Stop worrying about PostgreSQL locks in your Rails migrations

Published in

Doctolib

10 min readDec 14, 2020

Doctolib applications are used by more than 135 000 medical practitioners in France and Germany. They receive more than 70 million patient visits per month. At peak time, our Postgres database handles more than 15 000 requests per second. Acting in the healthcare field, reliability is critical for us. A downtime directly impacts the access to healthcare for practitioners and patients.

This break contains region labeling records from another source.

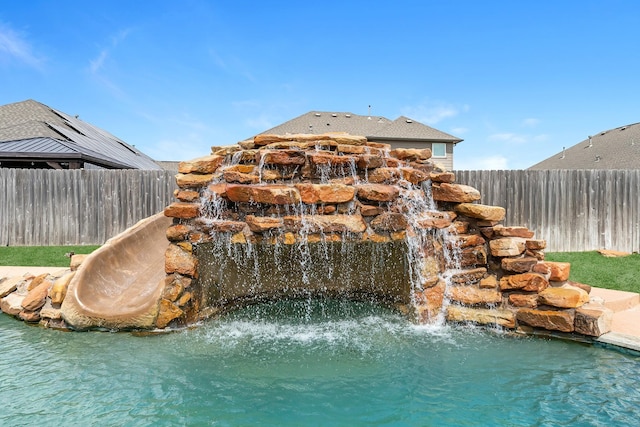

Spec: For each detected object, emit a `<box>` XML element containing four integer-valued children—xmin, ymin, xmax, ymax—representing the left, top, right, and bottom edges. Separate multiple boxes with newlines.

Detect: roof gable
<box><xmin>529</xmin><ymin>123</ymin><xmax>640</xmax><ymax>170</ymax></box>
<box><xmin>261</xmin><ymin>111</ymin><xmax>462</xmax><ymax>143</ymax></box>
<box><xmin>0</xmin><ymin>99</ymin><xmax>160</xmax><ymax>169</ymax></box>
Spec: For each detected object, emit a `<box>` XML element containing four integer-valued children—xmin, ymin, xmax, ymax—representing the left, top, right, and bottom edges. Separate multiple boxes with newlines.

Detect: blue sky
<box><xmin>0</xmin><ymin>0</ymin><xmax>640</xmax><ymax>169</ymax></box>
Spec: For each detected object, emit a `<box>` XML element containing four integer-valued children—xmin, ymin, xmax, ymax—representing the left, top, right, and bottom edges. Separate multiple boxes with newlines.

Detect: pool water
<box><xmin>0</xmin><ymin>300</ymin><xmax>640</xmax><ymax>426</ymax></box>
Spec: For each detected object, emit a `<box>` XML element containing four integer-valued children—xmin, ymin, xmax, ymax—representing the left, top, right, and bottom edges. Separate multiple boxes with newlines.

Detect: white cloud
<box><xmin>89</xmin><ymin>28</ymin><xmax>131</xmax><ymax>75</ymax></box>
<box><xmin>89</xmin><ymin>49</ymin><xmax>109</xmax><ymax>74</ymax></box>
<box><xmin>451</xmin><ymin>127</ymin><xmax>469</xmax><ymax>135</ymax></box>
<box><xmin>0</xmin><ymin>22</ymin><xmax>42</xmax><ymax>68</ymax></box>
<box><xmin>453</xmin><ymin>155</ymin><xmax>509</xmax><ymax>170</ymax></box>
<box><xmin>522</xmin><ymin>117</ymin><xmax>540</xmax><ymax>127</ymax></box>
<box><xmin>244</xmin><ymin>114</ymin><xmax>275</xmax><ymax>132</ymax></box>
<box><xmin>489</xmin><ymin>133</ymin><xmax>528</xmax><ymax>144</ymax></box>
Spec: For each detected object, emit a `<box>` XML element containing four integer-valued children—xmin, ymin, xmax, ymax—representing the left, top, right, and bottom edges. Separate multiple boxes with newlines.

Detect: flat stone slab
<box><xmin>589</xmin><ymin>288</ymin><xmax>640</xmax><ymax>310</ymax></box>
<box><xmin>596</xmin><ymin>332</ymin><xmax>640</xmax><ymax>352</ymax></box>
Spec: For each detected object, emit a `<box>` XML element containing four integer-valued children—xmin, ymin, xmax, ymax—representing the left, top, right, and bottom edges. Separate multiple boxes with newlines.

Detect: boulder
<box><xmin>69</xmin><ymin>254</ymin><xmax>89</xmax><ymax>271</ymax></box>
<box><xmin>164</xmin><ymin>202</ymin><xmax>200</xmax><ymax>219</ymax></box>
<box><xmin>538</xmin><ymin>286</ymin><xmax>589</xmax><ymax>308</ymax></box>
<box><xmin>508</xmin><ymin>294</ymin><xmax>538</xmax><ymax>308</ymax></box>
<box><xmin>447</xmin><ymin>305</ymin><xmax>516</xmax><ymax>328</ymax></box>
<box><xmin>166</xmin><ymin>224</ymin><xmax>192</xmax><ymax>242</ymax></box>
<box><xmin>500</xmin><ymin>273</ymin><xmax>549</xmax><ymax>292</ymax></box>
<box><xmin>222</xmin><ymin>168</ymin><xmax>260</xmax><ymax>184</ymax></box>
<box><xmin>356</xmin><ymin>154</ymin><xmax>384</xmax><ymax>169</ymax></box>
<box><xmin>283</xmin><ymin>214</ymin><xmax>367</xmax><ymax>233</ymax></box>
<box><xmin>21</xmin><ymin>281</ymin><xmax>51</xmax><ymax>311</ymax></box>
<box><xmin>245</xmin><ymin>215</ymin><xmax>284</xmax><ymax>233</ymax></box>
<box><xmin>156</xmin><ymin>298</ymin><xmax>184</xmax><ymax>329</ymax></box>
<box><xmin>544</xmin><ymin>261</ymin><xmax>571</xmax><ymax>282</ymax></box>
<box><xmin>176</xmin><ymin>173</ymin><xmax>213</xmax><ymax>188</ymax></box>
<box><xmin>448</xmin><ymin>286</ymin><xmax>502</xmax><ymax>305</ymax></box>
<box><xmin>489</xmin><ymin>237</ymin><xmax>525</xmax><ymax>257</ymax></box>
<box><xmin>478</xmin><ymin>274</ymin><xmax>498</xmax><ymax>289</ymax></box>
<box><xmin>493</xmin><ymin>225</ymin><xmax>533</xmax><ymax>239</ymax></box>
<box><xmin>49</xmin><ymin>271</ymin><xmax>75</xmax><ymax>305</ymax></box>
<box><xmin>178</xmin><ymin>155</ymin><xmax>224</xmax><ymax>174</ymax></box>
<box><xmin>516</xmin><ymin>308</ymin><xmax>575</xmax><ymax>332</ymax></box>
<box><xmin>0</xmin><ymin>277</ymin><xmax>24</xmax><ymax>298</ymax></box>
<box><xmin>226</xmin><ymin>184</ymin><xmax>300</xmax><ymax>205</ymax></box>
<box><xmin>431</xmin><ymin>182</ymin><xmax>480</xmax><ymax>204</ymax></box>
<box><xmin>256</xmin><ymin>150</ymin><xmax>307</xmax><ymax>166</ymax></box>
<box><xmin>574</xmin><ymin>303</ymin><xmax>614</xmax><ymax>337</ymax></box>
<box><xmin>0</xmin><ymin>292</ymin><xmax>25</xmax><ymax>316</ymax></box>
<box><xmin>370</xmin><ymin>212</ymin><xmax>408</xmax><ymax>232</ymax></box>
<box><xmin>295</xmin><ymin>184</ymin><xmax>356</xmax><ymax>205</ymax></box>
<box><xmin>429</xmin><ymin>172</ymin><xmax>456</xmax><ymax>183</ymax></box>
<box><xmin>356</xmin><ymin>184</ymin><xmax>400</xmax><ymax>202</ymax></box>
<box><xmin>458</xmin><ymin>204</ymin><xmax>506</xmax><ymax>221</ymax></box>
<box><xmin>389</xmin><ymin>148</ymin><xmax>431</xmax><ymax>161</ymax></box>
<box><xmin>165</xmin><ymin>244</ymin><xmax>198</xmax><ymax>277</ymax></box>
<box><xmin>501</xmin><ymin>257</ymin><xmax>538</xmax><ymax>273</ymax></box>
<box><xmin>524</xmin><ymin>239</ymin><xmax>547</xmax><ymax>251</ymax></box>
<box><xmin>415</xmin><ymin>280</ymin><xmax>446</xmax><ymax>323</ymax></box>
<box><xmin>417</xmin><ymin>211</ymin><xmax>458</xmax><ymax>229</ymax></box>
<box><xmin>368</xmin><ymin>167</ymin><xmax>402</xmax><ymax>184</ymax></box>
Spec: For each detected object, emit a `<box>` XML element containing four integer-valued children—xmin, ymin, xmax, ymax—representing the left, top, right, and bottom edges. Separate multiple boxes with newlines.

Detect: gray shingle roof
<box><xmin>0</xmin><ymin>99</ymin><xmax>160</xmax><ymax>169</ymax></box>
<box><xmin>529</xmin><ymin>123</ymin><xmax>640</xmax><ymax>169</ymax></box>
<box><xmin>261</xmin><ymin>111</ymin><xmax>462</xmax><ymax>143</ymax></box>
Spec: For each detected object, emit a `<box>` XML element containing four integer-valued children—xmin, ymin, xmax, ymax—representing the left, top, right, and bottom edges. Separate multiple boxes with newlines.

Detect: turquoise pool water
<box><xmin>0</xmin><ymin>301</ymin><xmax>640</xmax><ymax>426</ymax></box>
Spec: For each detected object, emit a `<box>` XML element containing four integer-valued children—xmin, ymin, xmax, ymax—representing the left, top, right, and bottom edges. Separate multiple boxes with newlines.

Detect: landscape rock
<box><xmin>447</xmin><ymin>305</ymin><xmax>516</xmax><ymax>328</ymax></box>
<box><xmin>448</xmin><ymin>286</ymin><xmax>502</xmax><ymax>305</ymax></box>
<box><xmin>500</xmin><ymin>273</ymin><xmax>549</xmax><ymax>292</ymax></box>
<box><xmin>516</xmin><ymin>308</ymin><xmax>575</xmax><ymax>332</ymax></box>
<box><xmin>21</xmin><ymin>281</ymin><xmax>52</xmax><ymax>310</ymax></box>
<box><xmin>0</xmin><ymin>277</ymin><xmax>24</xmax><ymax>298</ymax></box>
<box><xmin>489</xmin><ymin>237</ymin><xmax>525</xmax><ymax>257</ymax></box>
<box><xmin>538</xmin><ymin>286</ymin><xmax>589</xmax><ymax>308</ymax></box>
<box><xmin>431</xmin><ymin>182</ymin><xmax>480</xmax><ymax>204</ymax></box>
<box><xmin>574</xmin><ymin>303</ymin><xmax>614</xmax><ymax>337</ymax></box>
<box><xmin>0</xmin><ymin>292</ymin><xmax>25</xmax><ymax>316</ymax></box>
<box><xmin>456</xmin><ymin>205</ymin><xmax>506</xmax><ymax>221</ymax></box>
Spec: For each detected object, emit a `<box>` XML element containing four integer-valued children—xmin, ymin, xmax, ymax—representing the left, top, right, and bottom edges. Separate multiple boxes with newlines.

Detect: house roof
<box><xmin>261</xmin><ymin>111</ymin><xmax>462</xmax><ymax>144</ymax></box>
<box><xmin>529</xmin><ymin>123</ymin><xmax>640</xmax><ymax>169</ymax></box>
<box><xmin>0</xmin><ymin>99</ymin><xmax>160</xmax><ymax>169</ymax></box>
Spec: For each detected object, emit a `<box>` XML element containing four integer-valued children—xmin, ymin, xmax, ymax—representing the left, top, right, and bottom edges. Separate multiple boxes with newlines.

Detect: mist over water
<box><xmin>0</xmin><ymin>300</ymin><xmax>640</xmax><ymax>426</ymax></box>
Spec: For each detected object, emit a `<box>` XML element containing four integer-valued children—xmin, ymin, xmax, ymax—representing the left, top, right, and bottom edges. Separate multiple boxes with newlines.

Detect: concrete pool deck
<box><xmin>0</xmin><ymin>266</ymin><xmax>640</xmax><ymax>352</ymax></box>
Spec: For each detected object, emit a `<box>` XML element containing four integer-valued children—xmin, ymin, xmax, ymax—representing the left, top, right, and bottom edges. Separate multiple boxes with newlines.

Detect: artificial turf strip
<box><xmin>545</xmin><ymin>251</ymin><xmax>640</xmax><ymax>293</ymax></box>
<box><xmin>0</xmin><ymin>245</ymin><xmax>100</xmax><ymax>267</ymax></box>
<box><xmin>0</xmin><ymin>245</ymin><xmax>640</xmax><ymax>293</ymax></box>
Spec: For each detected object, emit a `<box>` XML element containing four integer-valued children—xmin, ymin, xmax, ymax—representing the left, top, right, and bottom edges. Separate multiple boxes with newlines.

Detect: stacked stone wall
<box><xmin>158</xmin><ymin>134</ymin><xmax>611</xmax><ymax>336</ymax></box>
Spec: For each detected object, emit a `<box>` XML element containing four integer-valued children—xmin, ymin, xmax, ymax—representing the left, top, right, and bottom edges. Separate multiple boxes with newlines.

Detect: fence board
<box><xmin>0</xmin><ymin>169</ymin><xmax>640</xmax><ymax>252</ymax></box>
<box><xmin>0</xmin><ymin>169</ymin><xmax>176</xmax><ymax>246</ymax></box>
<box><xmin>456</xmin><ymin>170</ymin><xmax>640</xmax><ymax>252</ymax></box>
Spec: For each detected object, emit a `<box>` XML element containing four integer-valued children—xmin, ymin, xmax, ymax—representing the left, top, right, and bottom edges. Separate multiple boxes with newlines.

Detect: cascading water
<box><xmin>196</xmin><ymin>137</ymin><xmax>457</xmax><ymax>324</ymax></box>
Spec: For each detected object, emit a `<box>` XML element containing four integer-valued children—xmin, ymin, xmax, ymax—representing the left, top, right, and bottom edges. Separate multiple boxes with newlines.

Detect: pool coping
<box><xmin>0</xmin><ymin>266</ymin><xmax>640</xmax><ymax>354</ymax></box>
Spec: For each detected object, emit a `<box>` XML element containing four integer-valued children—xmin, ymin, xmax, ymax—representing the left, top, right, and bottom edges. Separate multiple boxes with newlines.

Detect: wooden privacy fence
<box><xmin>0</xmin><ymin>169</ymin><xmax>176</xmax><ymax>246</ymax></box>
<box><xmin>456</xmin><ymin>170</ymin><xmax>640</xmax><ymax>252</ymax></box>
<box><xmin>0</xmin><ymin>169</ymin><xmax>640</xmax><ymax>252</ymax></box>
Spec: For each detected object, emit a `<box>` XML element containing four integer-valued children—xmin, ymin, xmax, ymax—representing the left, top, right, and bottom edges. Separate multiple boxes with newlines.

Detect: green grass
<box><xmin>545</xmin><ymin>251</ymin><xmax>640</xmax><ymax>293</ymax></box>
<box><xmin>0</xmin><ymin>245</ymin><xmax>640</xmax><ymax>293</ymax></box>
<box><xmin>0</xmin><ymin>245</ymin><xmax>100</xmax><ymax>267</ymax></box>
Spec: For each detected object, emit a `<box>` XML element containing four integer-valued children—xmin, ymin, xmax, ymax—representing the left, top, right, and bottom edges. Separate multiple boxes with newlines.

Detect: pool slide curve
<box><xmin>61</xmin><ymin>213</ymin><xmax>172</xmax><ymax>330</ymax></box>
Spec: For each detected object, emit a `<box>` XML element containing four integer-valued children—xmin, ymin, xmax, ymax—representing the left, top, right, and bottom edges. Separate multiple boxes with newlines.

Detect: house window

At Doctolib, we write a lot of migrations in our Rails monolith: during the first half of the year 2020, 13 000 pull-requests were merged, in which more than 500 migrations were created and executed against our production database.

The development team also increased to 100 full stack developers. One of our most important principles to handle this quick scale is “keep the stack simple”: we limit the number of technologies that we use, and we stay as close as possible to the standards.

About 2 years ago, we had our first downtime due to a migration, we added a column without any constraint on a relatively small table (less than 100k rows), which looks pretty safe, and the platform went down for a whole minute. From this moment, we started digging into Postgres locking system to prevent any incident of this kind to happen again.

In this article we will go through the most common pitfalls that could happen when migrating a database, and how, at Doctolib, we mitigate them.

This article was co-written with Romain Choquet.

Making a migration safe can be daunting

Migrations are manipulations of the database structure: they often add or remove columns, modify indexes or create new constraints. Often, due to Postgres concurrency model, these manipulations cannot be executed concurrently with other requests. For example, it is not possible to read on a table while adding a new column: PostgreSQL will wait for one operation to finish before executing the next one.

In the context of a high-load database, not being able to use a specific table for more than a few seconds can be catastrophic: all requests will start queuing and it may put the whole platform down.

Let’s look at a few examples of Rails migrations, the kind of locking they require, and how to mitigate their impact.

Adding an index

Adding an index is done quite frequently: over the past 6 months, 10% of the migrations made at Doctolib were creating an index.

The default way of doing it is pretty straightforward. According to the documentation we would write it as follows:

The add_index method translates to a CREATE INDEX statement in Postgres. If we take a look at the locking documentation we see that this type of statement requires a SHARE lock, which will prevent any write to that table while the index is being created.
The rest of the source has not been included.